The Red Carpet
Oil on canvas
100 x 66 cm
Received through the Jewish Agency, New York
JRSO Number: 21002/2
Accession number: B50.11.0016
In his works of the 1880s, Lesser Ury frequently portrayed women sewing, an activity familiar to him since childhood. He was barely eleven years old when his father died in Birnbaum, in Posen (formerly in Prussia, now Poznan, in Poland), and his mother was obliged to move to Berlin, the capital, with Lesser and his two brothers. Opening a small linen shop there, her earnings were sufficient to provide her sons with an education. Lesser Ury was thus raised in a domestic setting in which sewing was a daily labor. This biographical fact may explain why he returned again and again to the subject of seamstresses—a classic theme of genre painting at the time—in the first decade of his artistic activity.
In The Red Carpet, a young woman sits on a bench with her back to the viewer, taking advantage of the sunlight coming through the window to light her sewing.
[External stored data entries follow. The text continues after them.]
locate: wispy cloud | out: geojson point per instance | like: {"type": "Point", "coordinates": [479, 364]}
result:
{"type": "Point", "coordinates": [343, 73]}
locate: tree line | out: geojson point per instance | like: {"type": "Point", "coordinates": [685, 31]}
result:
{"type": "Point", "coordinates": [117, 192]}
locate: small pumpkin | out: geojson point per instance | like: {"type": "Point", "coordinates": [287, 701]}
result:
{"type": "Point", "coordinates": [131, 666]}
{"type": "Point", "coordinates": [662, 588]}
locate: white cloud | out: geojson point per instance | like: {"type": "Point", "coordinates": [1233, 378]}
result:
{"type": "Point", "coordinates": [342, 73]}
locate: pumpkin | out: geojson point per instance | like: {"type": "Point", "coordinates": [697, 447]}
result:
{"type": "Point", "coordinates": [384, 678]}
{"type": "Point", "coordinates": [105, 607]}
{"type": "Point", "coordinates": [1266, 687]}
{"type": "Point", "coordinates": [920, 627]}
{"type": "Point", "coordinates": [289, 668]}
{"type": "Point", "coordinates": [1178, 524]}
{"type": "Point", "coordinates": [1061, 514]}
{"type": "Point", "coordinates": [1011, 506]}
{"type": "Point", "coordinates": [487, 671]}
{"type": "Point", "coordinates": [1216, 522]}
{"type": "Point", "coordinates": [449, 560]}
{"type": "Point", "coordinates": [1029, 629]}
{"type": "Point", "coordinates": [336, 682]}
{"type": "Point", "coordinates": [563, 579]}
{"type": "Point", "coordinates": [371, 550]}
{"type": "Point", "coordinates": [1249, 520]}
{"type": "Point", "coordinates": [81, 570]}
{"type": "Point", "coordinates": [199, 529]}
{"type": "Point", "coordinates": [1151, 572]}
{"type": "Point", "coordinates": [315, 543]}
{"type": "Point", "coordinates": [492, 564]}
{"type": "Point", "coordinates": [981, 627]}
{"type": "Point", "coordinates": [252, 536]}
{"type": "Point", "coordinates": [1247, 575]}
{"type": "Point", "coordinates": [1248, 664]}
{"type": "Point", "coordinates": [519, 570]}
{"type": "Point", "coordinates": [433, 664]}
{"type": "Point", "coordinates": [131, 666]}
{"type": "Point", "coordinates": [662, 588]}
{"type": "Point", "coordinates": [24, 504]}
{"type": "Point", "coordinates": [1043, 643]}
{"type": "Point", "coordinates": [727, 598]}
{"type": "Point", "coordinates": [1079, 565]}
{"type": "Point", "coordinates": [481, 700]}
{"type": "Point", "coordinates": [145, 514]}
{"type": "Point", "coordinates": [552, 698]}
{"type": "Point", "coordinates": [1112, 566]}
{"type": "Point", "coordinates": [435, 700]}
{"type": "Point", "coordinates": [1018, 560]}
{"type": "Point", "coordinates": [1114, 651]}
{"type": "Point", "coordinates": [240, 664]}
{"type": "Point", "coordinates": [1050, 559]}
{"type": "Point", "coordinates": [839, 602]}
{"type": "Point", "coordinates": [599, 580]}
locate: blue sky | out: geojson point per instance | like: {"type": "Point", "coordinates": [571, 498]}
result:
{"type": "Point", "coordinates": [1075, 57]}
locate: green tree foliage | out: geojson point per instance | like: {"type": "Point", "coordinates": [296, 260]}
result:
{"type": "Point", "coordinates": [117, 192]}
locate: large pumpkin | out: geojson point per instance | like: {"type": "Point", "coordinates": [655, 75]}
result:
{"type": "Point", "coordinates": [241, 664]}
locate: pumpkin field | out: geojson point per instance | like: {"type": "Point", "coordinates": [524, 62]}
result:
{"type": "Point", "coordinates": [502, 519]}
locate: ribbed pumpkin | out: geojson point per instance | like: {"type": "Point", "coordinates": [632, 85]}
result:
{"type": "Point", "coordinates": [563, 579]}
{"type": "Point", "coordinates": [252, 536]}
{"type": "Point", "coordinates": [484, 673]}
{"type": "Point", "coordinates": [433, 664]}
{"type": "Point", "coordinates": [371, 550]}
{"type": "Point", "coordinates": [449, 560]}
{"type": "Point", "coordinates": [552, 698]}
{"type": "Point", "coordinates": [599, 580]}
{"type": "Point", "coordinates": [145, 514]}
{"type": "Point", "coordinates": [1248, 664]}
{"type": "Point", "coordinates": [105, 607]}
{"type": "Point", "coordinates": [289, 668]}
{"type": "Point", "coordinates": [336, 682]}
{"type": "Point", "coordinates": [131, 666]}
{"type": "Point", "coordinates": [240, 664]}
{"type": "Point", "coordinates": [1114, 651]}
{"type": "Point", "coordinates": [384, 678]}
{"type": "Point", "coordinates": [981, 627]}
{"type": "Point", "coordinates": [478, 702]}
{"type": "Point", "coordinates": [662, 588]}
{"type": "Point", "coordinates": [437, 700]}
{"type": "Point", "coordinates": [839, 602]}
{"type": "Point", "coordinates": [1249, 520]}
The fabric falls in long streams from her lap, making a pile on the carpet. The composition derives its life from the color contrasts. The light illuminates the red of the carpet and accentuates the silhouette of the woman in her dark dress.
The composition of The Red Carpet places it with a group of interiors that Lesser Ury painted at the end of the 1880s and in the 1890s. All these works share a narrow pictorial focus, allowing only a small portion of the room to be seen, which lends them a peaceful and intimately familial ambience. They show women at their everyday activities: reading, writing, and daydreaming by the fireplace. The pictures are like islands of domestic happiness in which time seems to stand still.